Okay this my practice now in sentences below,is it good?

Raf*daki* kitap bana verir misiniz?  (Can you give me book *which is* on the shelf?)

or 

Raf*tan* kitap bana verir misiniz? (Can you give me book *from* shelf?)


----------



## Rallino

> Raf*daki* kitap bana verir misiniz?


_Raf*t*aki* kita*bı* bana verir misiniz?

_


> Raf*tan* kitap bana verir misiniz?


_Raftan bana (bir) kitap verir misiniz?_

If your object is in nominative (dictionary form), it has to be next to the verb.


----------



## Gemmenita

Merhaba FlyingBird,

In addition to my post #2, I shall say "daki" and "deki" are not only used for objects but for people too, meaning "*who is* in/on/at/..."
(I forgot to write it )

example:
Arabadaki kız benim kardeşim.= The girl [who is] in the car is my sister.
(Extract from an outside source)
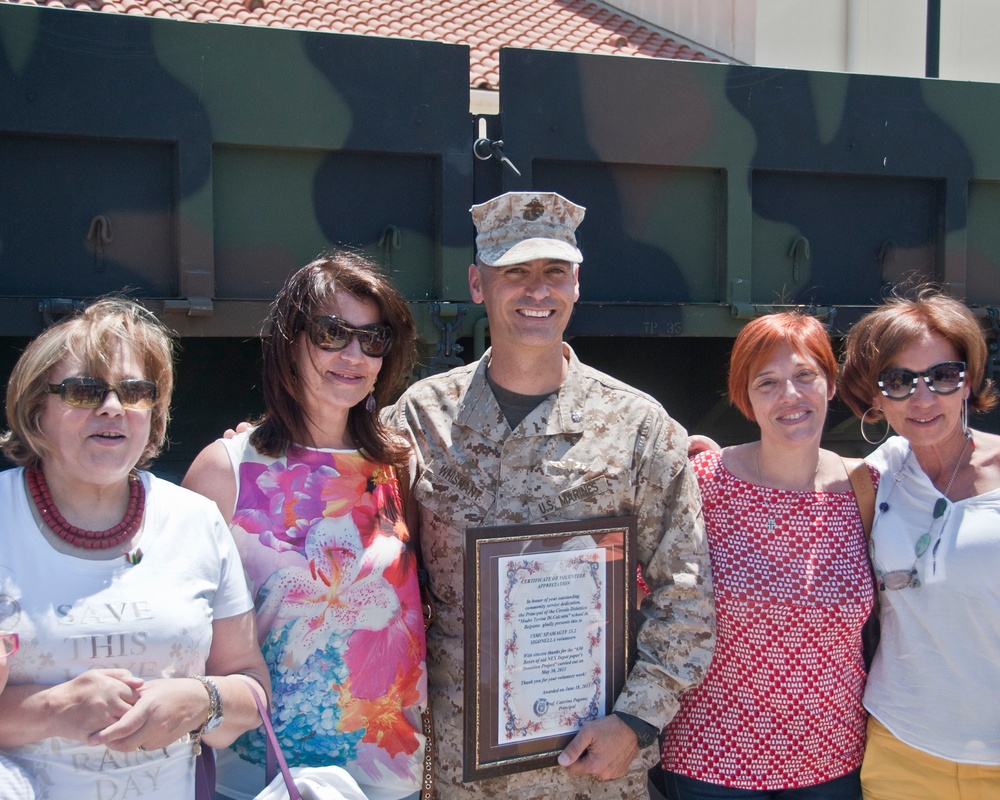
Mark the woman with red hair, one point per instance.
(779, 714)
And sometimes you can even use them alone without noun (for not repeating):
examples:
Soru:Hangi kişi senin amcan?
cevap: Soldaki. (= Soldaki kişi= *the one* [*who is*] on the left).

Soru: Hangi sözlüğü seçeceksin?
cevap: Raftaki. ( Raftaki sözlük = *the one *[*which is*] on the shelf).


----------



## FlyingBird

Arabadaki adam - The guy which is in the car

But how would you say 'the guy which ​was in the car'?


----------



## Rallino

It's understood from the context.
Arabadaki adam John. → The guy who is in the car is John.
Arabadaki adam John'du. → The guy who was in the car was John.

But if you really want to give that little detail, you can opt for an _Indo-European_ relative clause: _Adam, ki arabanın içindeydi, John'du._
This is not very natural as a stand-alone sentence. But in context, it can be uttered to give small details.


----------